Девушки присели на теплые камни, поглядывая на улицу, болтая о всякой ерунде и просто наслаждаясь погожим летним деньком. И вдруг в конце улицы показались двое мужчин. Они шли со стороны гавани. Оба были облачены в просторные и длинные белые хламиды. Когда они достигли ворот дома Донала Рая, один из них поднял глаза и обаятельно улыбнулся девушкам. Риган скромно отвернулась, но Морэг с готовностью ответила улыбкой этому незнакомцу с угольно-черной бородой и сверкающими темными очами. А когда тот послал ей воздушный поцелуй, она хихикнула.
– О, это лихой кавалер! – шепнула она Риган. – И явно дамский угодник…
– А как ты догадалась? – спросила Риган. – Ведь ты почти всю жизнь провела в монастырских стенах. Что можешь ты знать о мужчинах?
– Мать Уна всегда говорила, что я гожусь больше для замужества, нежели для монастыря. Так уж я устроена от природы, – честно призналась Морэг. – Она даже собиралась подыскать мне подходящего жениха – сына какого-нибудь пастуха из окрестных сел. Она обещала мне в приданое из монастырской казны по серебряной монетке за каждые три года, что я там провела, и еще белья… Мать Уна говорила, что пятнадцать лет – самый подходящий брачный возраст, но потом, когда она разболелась, мать Юб и слышать об этом не хотела.
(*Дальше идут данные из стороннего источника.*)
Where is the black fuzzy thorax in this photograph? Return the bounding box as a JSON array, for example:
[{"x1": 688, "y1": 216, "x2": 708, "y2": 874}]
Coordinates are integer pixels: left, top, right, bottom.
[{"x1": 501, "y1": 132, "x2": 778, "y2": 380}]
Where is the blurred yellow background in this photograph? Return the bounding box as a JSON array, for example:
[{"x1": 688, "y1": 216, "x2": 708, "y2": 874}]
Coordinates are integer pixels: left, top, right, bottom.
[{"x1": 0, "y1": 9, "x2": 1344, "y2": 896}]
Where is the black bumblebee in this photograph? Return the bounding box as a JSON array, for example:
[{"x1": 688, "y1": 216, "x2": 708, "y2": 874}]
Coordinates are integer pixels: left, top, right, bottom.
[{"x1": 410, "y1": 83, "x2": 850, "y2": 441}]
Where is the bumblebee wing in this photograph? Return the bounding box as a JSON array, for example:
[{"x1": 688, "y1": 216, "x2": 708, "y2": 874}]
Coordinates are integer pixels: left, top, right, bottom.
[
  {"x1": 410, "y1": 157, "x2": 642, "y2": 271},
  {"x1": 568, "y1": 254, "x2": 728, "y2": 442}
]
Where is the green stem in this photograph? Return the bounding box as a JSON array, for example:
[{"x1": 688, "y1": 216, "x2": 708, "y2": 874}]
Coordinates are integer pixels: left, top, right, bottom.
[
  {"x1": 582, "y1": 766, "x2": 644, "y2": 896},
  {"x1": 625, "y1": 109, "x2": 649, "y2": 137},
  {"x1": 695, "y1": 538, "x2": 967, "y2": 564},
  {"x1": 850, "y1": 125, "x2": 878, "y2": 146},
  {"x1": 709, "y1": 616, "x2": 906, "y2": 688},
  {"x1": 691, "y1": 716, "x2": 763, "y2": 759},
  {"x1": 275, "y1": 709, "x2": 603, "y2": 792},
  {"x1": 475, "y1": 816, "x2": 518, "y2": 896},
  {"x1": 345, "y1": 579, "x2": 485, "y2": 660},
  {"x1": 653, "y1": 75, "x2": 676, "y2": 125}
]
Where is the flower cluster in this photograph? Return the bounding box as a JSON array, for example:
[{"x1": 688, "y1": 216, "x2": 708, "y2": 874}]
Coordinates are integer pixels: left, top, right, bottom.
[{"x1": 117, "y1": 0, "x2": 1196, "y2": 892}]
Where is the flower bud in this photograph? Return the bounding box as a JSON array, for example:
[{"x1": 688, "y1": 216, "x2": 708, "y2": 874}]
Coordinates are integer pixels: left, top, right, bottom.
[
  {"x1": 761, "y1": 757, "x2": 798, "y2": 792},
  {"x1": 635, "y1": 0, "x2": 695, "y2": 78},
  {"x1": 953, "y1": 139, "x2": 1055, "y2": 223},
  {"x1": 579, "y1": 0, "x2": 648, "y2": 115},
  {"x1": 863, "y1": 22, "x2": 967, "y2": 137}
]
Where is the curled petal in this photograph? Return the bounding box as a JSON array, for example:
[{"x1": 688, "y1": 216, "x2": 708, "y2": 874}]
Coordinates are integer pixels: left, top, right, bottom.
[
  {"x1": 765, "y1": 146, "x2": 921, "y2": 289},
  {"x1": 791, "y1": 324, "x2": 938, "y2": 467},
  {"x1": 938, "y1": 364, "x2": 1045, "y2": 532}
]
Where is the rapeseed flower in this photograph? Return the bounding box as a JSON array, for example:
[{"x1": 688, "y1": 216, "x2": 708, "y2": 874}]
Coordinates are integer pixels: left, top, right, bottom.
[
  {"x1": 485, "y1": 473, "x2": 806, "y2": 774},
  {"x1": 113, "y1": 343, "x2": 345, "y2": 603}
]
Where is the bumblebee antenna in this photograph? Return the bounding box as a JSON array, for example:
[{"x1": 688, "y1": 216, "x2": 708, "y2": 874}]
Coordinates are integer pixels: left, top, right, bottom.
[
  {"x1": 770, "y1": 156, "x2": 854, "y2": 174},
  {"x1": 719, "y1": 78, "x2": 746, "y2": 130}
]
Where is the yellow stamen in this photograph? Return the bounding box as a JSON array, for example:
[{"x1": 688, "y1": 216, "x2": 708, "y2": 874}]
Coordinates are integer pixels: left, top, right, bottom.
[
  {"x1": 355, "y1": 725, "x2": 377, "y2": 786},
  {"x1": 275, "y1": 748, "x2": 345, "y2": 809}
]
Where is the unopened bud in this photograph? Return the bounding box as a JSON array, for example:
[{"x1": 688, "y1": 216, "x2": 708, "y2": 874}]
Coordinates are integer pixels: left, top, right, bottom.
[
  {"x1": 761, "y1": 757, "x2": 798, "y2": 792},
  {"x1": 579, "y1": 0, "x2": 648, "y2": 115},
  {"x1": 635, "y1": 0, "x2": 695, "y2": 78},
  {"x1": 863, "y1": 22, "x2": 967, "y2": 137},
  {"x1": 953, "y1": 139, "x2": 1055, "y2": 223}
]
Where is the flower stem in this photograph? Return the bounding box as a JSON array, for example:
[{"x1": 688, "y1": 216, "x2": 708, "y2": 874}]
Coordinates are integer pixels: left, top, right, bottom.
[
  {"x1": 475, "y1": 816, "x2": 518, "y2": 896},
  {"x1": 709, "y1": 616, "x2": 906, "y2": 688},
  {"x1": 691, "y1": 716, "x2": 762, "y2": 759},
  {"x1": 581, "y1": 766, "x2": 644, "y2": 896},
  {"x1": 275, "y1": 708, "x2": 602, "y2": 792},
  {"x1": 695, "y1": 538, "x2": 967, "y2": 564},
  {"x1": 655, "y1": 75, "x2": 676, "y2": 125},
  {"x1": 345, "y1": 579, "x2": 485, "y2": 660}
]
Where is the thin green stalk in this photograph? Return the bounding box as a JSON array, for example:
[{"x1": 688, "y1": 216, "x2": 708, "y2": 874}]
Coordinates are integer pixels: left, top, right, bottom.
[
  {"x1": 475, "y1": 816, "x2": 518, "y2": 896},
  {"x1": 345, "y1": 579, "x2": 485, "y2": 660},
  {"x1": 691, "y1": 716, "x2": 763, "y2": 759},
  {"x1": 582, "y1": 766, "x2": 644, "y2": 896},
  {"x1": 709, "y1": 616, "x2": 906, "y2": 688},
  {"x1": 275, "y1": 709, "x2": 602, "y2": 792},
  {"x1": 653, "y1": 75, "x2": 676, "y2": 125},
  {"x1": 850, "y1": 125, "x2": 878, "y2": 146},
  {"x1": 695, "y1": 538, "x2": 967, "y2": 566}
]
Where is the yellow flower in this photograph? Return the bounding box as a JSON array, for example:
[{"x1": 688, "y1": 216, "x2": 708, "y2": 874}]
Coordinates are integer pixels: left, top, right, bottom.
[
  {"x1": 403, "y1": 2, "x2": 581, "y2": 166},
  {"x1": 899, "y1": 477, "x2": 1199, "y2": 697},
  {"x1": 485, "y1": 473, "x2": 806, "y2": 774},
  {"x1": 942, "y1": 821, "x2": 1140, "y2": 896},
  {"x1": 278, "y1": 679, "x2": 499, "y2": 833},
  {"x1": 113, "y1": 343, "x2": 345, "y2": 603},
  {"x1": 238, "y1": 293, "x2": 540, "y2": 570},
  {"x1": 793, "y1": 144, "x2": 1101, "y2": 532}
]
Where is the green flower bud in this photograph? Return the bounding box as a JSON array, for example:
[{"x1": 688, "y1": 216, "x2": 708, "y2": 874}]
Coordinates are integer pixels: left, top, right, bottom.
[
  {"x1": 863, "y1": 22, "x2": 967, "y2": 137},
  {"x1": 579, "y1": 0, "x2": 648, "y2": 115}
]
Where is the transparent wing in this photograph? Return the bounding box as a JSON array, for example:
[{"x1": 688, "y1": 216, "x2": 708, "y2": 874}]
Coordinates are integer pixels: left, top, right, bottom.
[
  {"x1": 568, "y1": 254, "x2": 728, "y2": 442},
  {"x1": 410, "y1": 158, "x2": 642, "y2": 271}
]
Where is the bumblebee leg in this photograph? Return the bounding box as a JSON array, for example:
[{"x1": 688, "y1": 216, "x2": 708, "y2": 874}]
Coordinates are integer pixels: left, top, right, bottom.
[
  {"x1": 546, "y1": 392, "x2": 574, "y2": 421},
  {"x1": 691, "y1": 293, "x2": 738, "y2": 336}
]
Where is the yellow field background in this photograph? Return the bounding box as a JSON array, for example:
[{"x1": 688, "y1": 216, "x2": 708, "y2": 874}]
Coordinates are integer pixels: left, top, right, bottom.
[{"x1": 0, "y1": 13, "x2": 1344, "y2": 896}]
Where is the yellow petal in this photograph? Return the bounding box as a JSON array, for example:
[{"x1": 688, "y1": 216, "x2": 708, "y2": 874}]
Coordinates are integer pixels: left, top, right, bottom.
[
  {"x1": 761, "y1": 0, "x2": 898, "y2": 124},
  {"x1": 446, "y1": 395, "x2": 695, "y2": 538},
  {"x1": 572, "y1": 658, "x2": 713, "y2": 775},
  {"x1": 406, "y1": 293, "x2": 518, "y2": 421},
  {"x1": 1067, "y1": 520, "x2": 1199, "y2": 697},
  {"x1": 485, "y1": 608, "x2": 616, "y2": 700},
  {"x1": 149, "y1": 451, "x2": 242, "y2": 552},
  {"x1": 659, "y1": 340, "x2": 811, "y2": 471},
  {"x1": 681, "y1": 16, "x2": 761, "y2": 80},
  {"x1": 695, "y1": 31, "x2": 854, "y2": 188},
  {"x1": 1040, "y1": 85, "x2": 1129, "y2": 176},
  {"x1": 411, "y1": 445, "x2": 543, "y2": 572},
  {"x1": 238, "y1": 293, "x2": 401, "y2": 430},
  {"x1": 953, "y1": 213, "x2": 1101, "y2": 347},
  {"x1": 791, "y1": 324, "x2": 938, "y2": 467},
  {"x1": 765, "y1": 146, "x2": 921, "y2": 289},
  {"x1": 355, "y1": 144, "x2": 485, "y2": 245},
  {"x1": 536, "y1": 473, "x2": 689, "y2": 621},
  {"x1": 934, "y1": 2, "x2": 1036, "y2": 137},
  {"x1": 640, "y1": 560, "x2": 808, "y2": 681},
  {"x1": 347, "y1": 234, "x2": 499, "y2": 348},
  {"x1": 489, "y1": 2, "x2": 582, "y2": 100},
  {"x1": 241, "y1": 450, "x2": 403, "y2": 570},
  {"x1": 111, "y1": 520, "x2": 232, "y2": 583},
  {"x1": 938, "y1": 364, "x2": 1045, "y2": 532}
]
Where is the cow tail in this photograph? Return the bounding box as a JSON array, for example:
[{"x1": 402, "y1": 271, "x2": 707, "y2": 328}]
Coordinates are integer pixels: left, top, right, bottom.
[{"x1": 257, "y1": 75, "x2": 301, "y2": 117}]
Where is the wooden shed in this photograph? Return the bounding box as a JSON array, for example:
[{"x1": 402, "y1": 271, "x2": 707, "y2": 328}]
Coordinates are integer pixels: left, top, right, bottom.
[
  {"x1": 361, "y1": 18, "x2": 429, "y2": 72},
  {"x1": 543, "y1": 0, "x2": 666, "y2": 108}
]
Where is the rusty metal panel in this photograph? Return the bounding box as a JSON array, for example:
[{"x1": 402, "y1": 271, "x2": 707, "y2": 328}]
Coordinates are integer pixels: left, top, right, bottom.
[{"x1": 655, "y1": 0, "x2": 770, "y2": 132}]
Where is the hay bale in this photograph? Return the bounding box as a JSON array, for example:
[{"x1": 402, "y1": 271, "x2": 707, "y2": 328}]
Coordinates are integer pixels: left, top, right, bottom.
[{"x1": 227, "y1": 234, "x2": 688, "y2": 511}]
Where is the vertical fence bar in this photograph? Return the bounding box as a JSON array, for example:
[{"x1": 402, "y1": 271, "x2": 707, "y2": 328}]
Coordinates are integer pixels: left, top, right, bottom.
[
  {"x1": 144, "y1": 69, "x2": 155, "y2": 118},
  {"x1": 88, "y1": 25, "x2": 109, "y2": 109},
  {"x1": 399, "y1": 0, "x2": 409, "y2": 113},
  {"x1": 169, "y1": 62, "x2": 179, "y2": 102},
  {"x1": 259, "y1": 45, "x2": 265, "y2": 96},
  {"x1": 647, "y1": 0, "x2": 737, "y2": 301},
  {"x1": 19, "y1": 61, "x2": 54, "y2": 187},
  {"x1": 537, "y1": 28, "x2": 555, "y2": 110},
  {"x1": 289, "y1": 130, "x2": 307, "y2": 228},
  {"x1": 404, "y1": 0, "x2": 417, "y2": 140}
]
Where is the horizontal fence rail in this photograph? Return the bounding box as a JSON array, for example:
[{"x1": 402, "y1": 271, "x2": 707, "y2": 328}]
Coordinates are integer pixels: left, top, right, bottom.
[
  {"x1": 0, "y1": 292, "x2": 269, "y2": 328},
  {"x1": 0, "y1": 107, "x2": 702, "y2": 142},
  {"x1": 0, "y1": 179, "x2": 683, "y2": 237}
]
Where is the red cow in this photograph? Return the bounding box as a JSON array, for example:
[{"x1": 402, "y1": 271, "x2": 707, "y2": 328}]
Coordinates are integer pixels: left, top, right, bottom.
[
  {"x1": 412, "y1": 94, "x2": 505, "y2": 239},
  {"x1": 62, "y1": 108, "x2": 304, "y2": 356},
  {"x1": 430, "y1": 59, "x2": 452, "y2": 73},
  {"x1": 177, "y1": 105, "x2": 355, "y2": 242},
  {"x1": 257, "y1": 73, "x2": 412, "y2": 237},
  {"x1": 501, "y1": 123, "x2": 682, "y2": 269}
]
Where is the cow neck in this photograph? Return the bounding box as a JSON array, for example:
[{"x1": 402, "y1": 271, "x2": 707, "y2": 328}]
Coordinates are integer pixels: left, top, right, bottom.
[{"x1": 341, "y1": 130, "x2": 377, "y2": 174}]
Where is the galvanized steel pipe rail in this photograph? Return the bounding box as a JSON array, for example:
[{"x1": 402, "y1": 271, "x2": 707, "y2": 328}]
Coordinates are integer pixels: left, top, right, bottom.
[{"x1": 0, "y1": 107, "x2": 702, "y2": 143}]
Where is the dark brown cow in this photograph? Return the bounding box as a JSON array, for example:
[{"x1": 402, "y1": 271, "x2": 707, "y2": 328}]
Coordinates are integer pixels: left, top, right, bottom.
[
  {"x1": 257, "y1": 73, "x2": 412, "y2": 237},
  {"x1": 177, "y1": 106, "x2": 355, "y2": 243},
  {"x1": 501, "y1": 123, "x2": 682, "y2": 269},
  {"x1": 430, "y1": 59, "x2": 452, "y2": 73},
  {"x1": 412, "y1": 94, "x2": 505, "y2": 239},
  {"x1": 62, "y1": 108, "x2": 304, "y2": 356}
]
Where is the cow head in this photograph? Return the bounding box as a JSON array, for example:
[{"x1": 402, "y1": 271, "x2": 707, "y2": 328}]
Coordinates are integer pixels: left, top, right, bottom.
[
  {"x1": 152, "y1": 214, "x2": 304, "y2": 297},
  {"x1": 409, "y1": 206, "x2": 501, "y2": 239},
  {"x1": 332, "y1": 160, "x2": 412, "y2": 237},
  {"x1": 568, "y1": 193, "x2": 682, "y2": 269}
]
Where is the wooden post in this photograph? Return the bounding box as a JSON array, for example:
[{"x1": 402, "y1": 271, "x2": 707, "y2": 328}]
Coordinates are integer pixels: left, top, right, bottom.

Говорила, что пяти серебряным монеткам можно найти куда лучшее применение… Старая сука!
– А скажи, мать Уна рассказывала тебе о том, что и как происходит у мужчины с женщиной? – начала прощупывать почву Риган.
– Да. Она не делала из этого тайны. Так уж Господь устроил, что же тут стыдного? – стала объяснять ей, как маленькой, Морэг. – Она иногда выпускала меня погулять за стены обители в хорошую погоду. Я даже порой видела молодых людей, и некоторые мне о-очень нравились, но я оставалась добродетельной… хотя несколько раз испытала искушение! – договорила она со смешком.
Риган была удивлена: Морэг ведь не больше тринадцати, а она вовсе не испытывает страха перед мужчиной! Разумеется, она целомудренна. Не ведает она, какую боль и унижение причиняет мужская похоть, как беспомощна бывает женщина в мужских руках… Риган размышляла: сказать подруге или нет?… Нет. К чему пугать девушку? Вряд ли той когда-нибудь придется испытать подобное унижение, безвольно покоряясь бесстыдным желаниям грубого самца. Положение служанки при ценной рабыне избавит малышку от этого кошмара, от этой безграничной жестокости… Не надо ей ни о чем знать…
В тот же день их повели в баню, и Риган показалось, что Эрда хлопочет вокруг нее с удесятеренным рвением. Встав на колени, старуха придирчиво осмотрела все тело девушки, ища малейшие признаки ненужной растительности. Затем, с трудом поднявшись на ноги, она обошла вокруг девушки, а потом протянула ей подносик – на нем лежали листья петрушки и мяты.
– Медленно разжуй их, – велела она Риган. – Это сделает твое дыхание благоуханным, моя ласточка. У тебя чудесные зубки, ни на одном не видно следов порчи. Ты счастливица: у многих хорошенькие мордашки, но, увы, гнилые зубы…
– Но для чего все это? – требовательно спросила Риган.
– Дитя, сегодня ты предстанешь перед Каримом-аль-Маликой. Так приказал господин. Карим-Аль-Малика станет твоим учителем в искусстве наслаждений…
Риган похолодела. Последние дни были столь прекрасны и безмятежны, что она совсем забыла о том, что ее ожидает. Но ведь Донал Рай предупреждал ее – надо отдать ему справедливость…
– Ну-ну, пошли! – поторопила их Эрда, и они гуськом вышли из бани. Она привела их в большую квадратную комнату, всю заставленную сундуками. – Это гардеробная самого господина, мои курочки. Он сказал, что я могу облачить вас по собственному вкусу, и я уже знаю, что подобрать для моих красавиц. Морэг, дитя мое, открой вон тот сундучок.